Key Facts
- •Brian Larman applied to register title to a small triangle of land he claimed to have been in adverse possession of since 1998.
- •The land is registered as part of Sutton Hall Farm, owned by the Linzell estate.
- •The First-tier Tribunal (FTT) found Larman had been in adverse possession since at least 2003 but his application was rejected because he failed to meet the requirements of Schedule 6, paragraph 5 of the Land Registration Act 2002.
- •The FTT judge found Larman's reasonable belief that the land was his ceased in 2007 due to a land registry search he commissioned.
- •Larman appealed, arguing the judge's findings were incorrect and his belief remained reasonable.
Legal Principles
Adverse possession of registered land requires meeting the conditions in Schedule 6, paragraph 5 of the Land Registration Act 2002.

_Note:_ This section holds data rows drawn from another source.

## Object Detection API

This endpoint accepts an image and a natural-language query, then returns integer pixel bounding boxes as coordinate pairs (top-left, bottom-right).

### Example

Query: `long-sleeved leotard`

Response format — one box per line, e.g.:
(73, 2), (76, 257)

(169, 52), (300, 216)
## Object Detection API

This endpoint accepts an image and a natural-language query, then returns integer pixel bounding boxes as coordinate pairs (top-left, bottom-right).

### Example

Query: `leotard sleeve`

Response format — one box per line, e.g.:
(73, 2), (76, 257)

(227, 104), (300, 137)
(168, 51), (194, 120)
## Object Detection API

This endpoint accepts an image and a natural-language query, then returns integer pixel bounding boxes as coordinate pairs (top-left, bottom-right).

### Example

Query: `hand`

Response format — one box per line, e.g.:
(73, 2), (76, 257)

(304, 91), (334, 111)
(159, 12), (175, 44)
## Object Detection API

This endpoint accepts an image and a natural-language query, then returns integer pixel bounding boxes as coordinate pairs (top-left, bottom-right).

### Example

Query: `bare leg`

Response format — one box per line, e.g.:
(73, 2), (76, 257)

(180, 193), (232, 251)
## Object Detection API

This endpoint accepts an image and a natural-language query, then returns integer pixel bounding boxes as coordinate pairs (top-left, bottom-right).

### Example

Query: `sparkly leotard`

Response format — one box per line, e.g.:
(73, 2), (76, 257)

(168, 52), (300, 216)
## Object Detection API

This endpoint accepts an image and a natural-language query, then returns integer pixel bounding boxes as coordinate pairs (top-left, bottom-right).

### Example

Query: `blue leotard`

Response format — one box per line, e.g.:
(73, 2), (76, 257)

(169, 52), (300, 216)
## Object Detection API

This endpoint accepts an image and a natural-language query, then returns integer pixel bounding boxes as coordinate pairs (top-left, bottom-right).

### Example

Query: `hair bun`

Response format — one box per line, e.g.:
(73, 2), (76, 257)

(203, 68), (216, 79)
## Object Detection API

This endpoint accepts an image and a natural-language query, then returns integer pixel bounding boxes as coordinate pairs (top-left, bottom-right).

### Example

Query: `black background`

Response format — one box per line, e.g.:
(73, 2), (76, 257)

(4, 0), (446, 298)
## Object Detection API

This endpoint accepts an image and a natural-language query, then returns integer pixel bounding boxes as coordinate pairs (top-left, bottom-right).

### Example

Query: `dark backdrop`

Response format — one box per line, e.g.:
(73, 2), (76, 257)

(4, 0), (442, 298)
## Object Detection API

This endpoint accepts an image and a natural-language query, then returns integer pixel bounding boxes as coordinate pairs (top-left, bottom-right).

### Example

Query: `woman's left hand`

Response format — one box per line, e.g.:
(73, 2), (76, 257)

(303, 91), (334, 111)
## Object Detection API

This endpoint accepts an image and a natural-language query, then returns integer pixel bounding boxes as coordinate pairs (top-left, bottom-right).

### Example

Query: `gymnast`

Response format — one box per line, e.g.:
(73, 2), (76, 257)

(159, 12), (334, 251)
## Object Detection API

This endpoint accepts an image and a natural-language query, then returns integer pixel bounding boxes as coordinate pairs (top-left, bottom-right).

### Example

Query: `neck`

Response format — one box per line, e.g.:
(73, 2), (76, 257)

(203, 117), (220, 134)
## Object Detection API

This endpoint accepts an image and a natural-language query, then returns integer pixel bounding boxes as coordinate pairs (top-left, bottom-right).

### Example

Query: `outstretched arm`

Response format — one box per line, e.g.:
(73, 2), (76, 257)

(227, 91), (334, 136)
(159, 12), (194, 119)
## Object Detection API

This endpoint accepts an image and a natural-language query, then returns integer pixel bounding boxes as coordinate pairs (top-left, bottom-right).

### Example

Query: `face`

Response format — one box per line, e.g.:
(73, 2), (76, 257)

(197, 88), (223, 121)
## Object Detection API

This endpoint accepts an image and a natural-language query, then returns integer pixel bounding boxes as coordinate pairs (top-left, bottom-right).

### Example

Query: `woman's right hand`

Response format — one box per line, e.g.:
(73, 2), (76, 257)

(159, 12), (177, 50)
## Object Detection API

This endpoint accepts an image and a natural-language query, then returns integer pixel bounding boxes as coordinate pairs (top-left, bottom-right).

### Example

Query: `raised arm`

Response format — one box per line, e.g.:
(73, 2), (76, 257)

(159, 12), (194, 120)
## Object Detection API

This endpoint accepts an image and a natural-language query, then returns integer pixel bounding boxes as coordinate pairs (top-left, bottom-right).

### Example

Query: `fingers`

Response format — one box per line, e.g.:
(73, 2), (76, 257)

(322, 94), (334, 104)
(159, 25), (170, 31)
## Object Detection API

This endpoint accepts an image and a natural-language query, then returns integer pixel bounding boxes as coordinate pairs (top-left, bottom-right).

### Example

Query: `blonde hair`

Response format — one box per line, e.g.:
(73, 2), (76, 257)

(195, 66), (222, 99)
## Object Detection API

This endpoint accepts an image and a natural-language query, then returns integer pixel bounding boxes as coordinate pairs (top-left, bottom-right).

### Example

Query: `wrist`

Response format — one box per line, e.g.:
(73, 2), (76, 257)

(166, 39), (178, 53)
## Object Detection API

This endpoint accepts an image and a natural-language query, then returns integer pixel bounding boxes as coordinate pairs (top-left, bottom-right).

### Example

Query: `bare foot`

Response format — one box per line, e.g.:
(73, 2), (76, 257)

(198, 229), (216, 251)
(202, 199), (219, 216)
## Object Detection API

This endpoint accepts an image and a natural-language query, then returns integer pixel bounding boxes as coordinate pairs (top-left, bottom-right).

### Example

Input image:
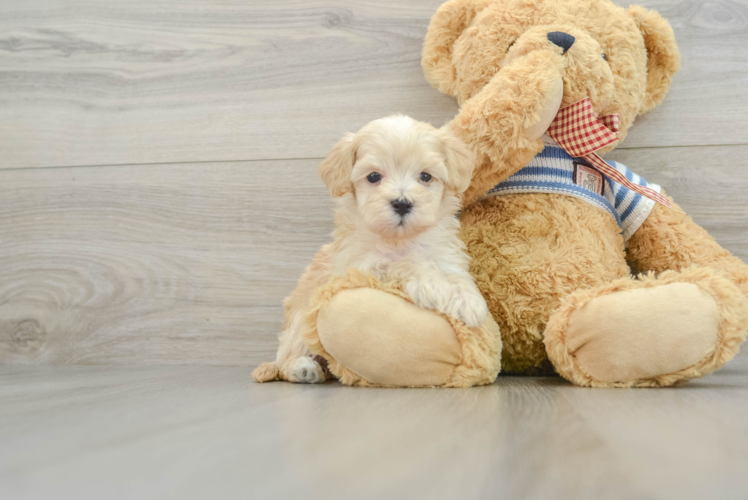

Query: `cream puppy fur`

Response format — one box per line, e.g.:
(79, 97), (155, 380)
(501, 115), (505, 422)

(253, 115), (487, 383)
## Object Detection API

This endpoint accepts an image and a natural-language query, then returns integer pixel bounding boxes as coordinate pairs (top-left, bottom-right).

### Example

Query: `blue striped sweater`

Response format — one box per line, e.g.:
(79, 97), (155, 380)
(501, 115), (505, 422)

(486, 136), (661, 241)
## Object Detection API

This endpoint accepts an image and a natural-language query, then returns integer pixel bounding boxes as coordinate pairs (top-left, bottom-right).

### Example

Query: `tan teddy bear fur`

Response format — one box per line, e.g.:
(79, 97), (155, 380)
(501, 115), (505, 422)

(422, 0), (748, 387)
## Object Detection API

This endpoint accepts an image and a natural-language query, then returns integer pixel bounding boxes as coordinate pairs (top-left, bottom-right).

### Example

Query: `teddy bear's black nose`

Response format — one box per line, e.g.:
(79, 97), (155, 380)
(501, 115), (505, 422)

(548, 31), (576, 54)
(391, 199), (413, 217)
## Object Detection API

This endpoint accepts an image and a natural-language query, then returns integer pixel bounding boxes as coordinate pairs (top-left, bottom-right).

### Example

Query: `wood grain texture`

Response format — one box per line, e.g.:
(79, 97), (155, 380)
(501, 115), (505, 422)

(0, 358), (748, 500)
(0, 146), (748, 366)
(0, 0), (748, 168)
(0, 161), (333, 365)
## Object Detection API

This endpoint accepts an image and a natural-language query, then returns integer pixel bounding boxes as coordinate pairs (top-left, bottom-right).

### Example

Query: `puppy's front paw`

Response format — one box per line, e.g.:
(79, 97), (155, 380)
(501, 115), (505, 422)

(284, 356), (325, 384)
(446, 286), (488, 328)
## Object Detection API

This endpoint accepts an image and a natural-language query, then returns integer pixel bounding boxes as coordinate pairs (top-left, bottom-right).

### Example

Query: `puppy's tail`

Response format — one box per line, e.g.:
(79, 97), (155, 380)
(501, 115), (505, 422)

(252, 363), (280, 383)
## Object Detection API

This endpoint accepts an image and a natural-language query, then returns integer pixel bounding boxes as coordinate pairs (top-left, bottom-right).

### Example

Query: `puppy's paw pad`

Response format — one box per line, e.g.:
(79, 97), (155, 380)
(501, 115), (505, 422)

(286, 356), (325, 384)
(252, 363), (278, 382)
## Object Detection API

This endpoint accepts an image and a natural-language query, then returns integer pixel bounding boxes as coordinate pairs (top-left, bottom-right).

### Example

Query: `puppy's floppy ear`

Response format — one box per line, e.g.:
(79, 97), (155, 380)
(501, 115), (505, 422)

(440, 127), (475, 193)
(628, 5), (680, 113)
(317, 132), (356, 196)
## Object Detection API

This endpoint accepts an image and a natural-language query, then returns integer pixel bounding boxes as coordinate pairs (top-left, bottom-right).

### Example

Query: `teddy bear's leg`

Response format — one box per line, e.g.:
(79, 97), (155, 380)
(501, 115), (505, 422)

(544, 267), (748, 387)
(460, 193), (630, 375)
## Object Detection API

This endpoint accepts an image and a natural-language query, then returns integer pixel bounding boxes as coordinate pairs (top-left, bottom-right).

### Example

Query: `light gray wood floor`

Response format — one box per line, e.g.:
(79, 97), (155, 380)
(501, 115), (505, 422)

(0, 357), (748, 500)
(0, 0), (748, 499)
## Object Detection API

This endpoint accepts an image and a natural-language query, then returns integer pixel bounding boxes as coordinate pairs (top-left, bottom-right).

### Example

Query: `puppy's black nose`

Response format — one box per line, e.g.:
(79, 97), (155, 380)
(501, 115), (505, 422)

(548, 31), (576, 54)
(392, 200), (413, 216)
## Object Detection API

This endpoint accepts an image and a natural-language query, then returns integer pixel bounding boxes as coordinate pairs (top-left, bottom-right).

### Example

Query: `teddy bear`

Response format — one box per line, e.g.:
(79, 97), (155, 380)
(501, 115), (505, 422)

(290, 0), (748, 387)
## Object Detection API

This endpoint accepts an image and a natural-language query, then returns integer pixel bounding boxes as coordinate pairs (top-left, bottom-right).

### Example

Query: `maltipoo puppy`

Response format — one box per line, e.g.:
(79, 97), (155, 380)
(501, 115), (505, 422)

(253, 115), (487, 383)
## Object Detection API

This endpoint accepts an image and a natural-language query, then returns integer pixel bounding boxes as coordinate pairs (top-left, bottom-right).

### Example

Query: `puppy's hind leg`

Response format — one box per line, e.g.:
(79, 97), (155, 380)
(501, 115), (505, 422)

(252, 313), (326, 384)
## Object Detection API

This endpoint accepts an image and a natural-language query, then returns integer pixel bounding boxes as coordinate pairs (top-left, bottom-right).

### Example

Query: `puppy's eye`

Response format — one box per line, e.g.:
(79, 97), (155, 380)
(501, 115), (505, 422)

(366, 172), (382, 184)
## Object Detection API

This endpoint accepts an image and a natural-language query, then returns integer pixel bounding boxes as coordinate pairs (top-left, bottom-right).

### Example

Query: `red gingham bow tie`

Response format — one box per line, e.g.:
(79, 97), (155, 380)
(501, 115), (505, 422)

(548, 97), (684, 213)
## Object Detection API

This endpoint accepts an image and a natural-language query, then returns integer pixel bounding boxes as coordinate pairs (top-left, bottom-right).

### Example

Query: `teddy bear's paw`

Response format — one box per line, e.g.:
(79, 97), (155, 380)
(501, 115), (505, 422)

(444, 287), (488, 328)
(284, 356), (325, 384)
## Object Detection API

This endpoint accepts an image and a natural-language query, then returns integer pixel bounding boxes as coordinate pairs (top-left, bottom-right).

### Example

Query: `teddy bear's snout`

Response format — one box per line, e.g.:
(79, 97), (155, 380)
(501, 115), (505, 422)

(548, 31), (576, 54)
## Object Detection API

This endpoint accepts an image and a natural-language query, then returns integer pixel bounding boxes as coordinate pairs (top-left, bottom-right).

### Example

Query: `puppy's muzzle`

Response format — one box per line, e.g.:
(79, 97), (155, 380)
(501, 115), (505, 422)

(390, 199), (413, 217)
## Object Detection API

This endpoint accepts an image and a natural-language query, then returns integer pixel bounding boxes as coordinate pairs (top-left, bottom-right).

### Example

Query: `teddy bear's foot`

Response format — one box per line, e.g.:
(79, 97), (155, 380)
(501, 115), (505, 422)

(544, 268), (748, 387)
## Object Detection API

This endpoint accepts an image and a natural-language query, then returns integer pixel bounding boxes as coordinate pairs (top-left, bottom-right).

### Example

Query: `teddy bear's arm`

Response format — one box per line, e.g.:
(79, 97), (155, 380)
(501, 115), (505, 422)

(627, 189), (748, 296)
(449, 50), (565, 205)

Land Registration Act 2002, Schedule 6, paragraph 5
The ten-year period of reasonable belief in paragraph 5(4)(c) can be any ten years within the period of adverse possession.

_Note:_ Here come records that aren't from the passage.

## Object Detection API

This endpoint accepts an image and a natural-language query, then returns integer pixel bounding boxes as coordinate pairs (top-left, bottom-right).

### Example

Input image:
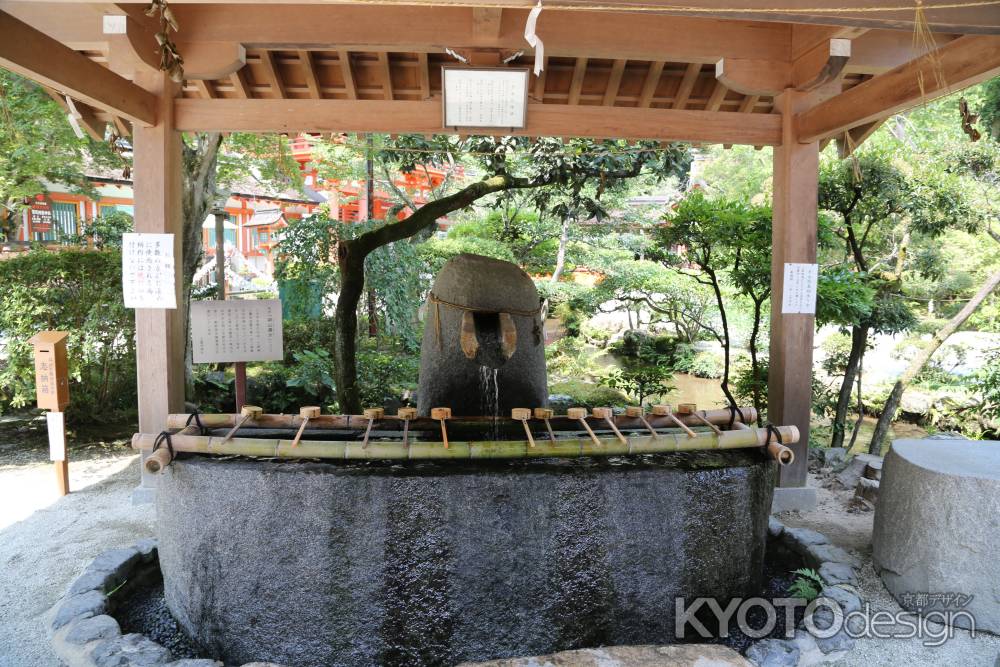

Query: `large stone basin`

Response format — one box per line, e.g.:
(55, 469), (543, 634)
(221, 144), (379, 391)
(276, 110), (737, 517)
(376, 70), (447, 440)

(157, 450), (775, 667)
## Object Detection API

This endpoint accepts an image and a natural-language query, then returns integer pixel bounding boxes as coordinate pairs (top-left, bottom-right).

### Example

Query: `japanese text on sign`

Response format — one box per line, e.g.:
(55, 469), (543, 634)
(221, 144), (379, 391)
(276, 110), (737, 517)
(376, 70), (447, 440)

(442, 67), (528, 127)
(122, 234), (177, 308)
(781, 263), (819, 315)
(191, 299), (284, 364)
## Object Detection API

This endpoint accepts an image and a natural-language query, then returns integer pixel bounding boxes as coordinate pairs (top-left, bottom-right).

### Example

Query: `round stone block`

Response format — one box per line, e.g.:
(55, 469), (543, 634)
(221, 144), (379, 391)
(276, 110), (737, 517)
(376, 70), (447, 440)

(872, 440), (1000, 633)
(157, 450), (775, 667)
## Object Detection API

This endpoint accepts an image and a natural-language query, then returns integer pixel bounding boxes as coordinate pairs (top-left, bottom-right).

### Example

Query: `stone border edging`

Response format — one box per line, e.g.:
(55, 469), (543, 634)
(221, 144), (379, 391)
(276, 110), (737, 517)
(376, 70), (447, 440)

Brown v Ridley [2024] UKUT 14 (LC)
A solicitor's knowledge is not imputed to an applicant for title by adverse possession.
IAM Group PLC v Chowdrey [2012] EWCA Civ 505
New evidence is admissible on appeal if it could not have been obtained with reasonable diligence at the original hearing, would have an important influence on the result, and is credible (Ladd v Marshall test).
Ladd v Marshall [1954] 1 WLR 1489
Outcomes
The Upper Tribunal allowed the appeal.
The judge's findings regarding the 2007 land registry search were based on conjecture and the new evidence from Larman's solicitor showed the search was for a home information pack, not to advise on adverse possession. Larman's continued belief that the land was his was reasonable, as he was unaware of the search's results.
The FTT's decision was set aside.
The appellant satisfied the conditions in paragraph 5(4) of Schedule 6 to the Land Registration Act 2002.